The first of these is verifiable by observation.  The second, what is sometimes understood as the “principle of induction,” cannot be verified, either by examining the meaning of the terms involved (as a relations of ideas), nor by observation (as a matter of fact).  Therefore Hume concluded that the principle of induction cannot be justified at all and therefore nothing depending on the principle of induction was justified either.

 

But Hume did NOT think that the principle of induction was a meaningless non-assertion.  He believed it to be true, as most of us do, but did not think was had justification for that belief.  And he worried that it might be false.

 

Hare concludes:

 

There is an important difference between Flew’s parable and my own which we have not yet noticed.

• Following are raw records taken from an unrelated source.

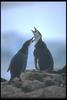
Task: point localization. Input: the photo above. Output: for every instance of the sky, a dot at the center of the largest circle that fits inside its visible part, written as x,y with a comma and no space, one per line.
48,17
21,17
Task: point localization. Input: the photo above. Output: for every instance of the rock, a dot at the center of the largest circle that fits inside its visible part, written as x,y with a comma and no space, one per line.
54,92
35,84
3,80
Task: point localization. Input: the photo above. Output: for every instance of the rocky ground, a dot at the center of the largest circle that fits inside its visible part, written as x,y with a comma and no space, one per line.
36,84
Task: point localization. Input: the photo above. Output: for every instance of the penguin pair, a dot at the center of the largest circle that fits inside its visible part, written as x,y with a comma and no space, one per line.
42,56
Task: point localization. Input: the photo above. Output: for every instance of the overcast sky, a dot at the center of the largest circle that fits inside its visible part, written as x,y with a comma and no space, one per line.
48,17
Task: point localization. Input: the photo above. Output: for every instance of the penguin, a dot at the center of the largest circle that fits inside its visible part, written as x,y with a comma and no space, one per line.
19,61
42,56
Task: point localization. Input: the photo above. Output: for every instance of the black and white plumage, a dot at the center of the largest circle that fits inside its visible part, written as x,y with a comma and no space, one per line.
42,56
19,61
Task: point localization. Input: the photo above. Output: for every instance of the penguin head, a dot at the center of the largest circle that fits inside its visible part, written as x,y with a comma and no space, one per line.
27,43
37,35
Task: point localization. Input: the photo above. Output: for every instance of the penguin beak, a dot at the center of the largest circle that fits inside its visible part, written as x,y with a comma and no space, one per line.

The explorers do not mind about their garden; they discuss it with interest, but not with concern. But my lunatic, poor fellow, minds about dons; and I mind about the steering of my car; it often has people in it that I care for. It is because I mind very much about what goes on in the garden in which I find myself, that I am unable to share the explorers’ detachment.

 

Basil Mitchell

 

Mitchell attacks premise 2;

 

Theist accepts evil as (some) evidence against the existence of God, but does not accept it as final and conclusive evidence against belief.  The theist means exactly what you think he means; that God is omni...., etc.;

 

For Mitchell, the apparent indifference of God in the face of human suffering does indeed count as evidence against the truth of claims to God's love and concern.  What prevents the faithful from accepting it as final and conclusive evidence is the strength of his or her personal meeting/relationship with God.  Just as the resistance fighter is confused, frustrated and alarmed when the partisan seems to behave in ways inconsistent with the claim "He's on our side." nevertheless the phrase retains its meaning.  Indeed that why the resistance fighter finds the actions troubling.  A question arises at to when, holding out faith is just plain silly, but that's a question for another day.

 

Flew’s response to Mitchell

 

Flew claims the analogy fails because stranger in the parable is a mere mortal human being, not a deity.  That makes it easy to explain why the stranger does not always appear to be “on our side.” But an O-God does not human limitations.  Therefore there seems to be nothing seems excuse apparent unloving, indifferent behavior on His part. 

 

Mitchelll might counter that “faith” is the position of believe there is a reason we do not understand at this time.  The danger here is that while this might salvage the meaning of the utterances, it can make the faithful person seem silly and irrational.

 

My take:

 

I can think of a few things that they just overlooked, perhaps because they were not looking at the many empirically verifiable claims that actual world religions make.  I recall the old joke:

 

Old Joke:

 

Did you hear the cancelled Easter?

Yea, they found the body.

Ba bump bump.

 

I mean no disrespect.  I mean only to say that the claim of the resurrection is subject to evidential revision.  Also, if a die and don't meet God –or anyone else mind you- doesn't that prove there isn't one?  Christians, and others, claim that individual personal consciousness continues after that death of the body.  Now if that doesn't happen, then they're wrong.  Granted, the fact arrives too late to prove it to them, but that does go someway to fleshing out what these claims mean.



[1] R. M. Hare in Faith and Logic, ed. by Basil Mitchell (London: George Allen and Unwin, Ltd., 1957), p. 192.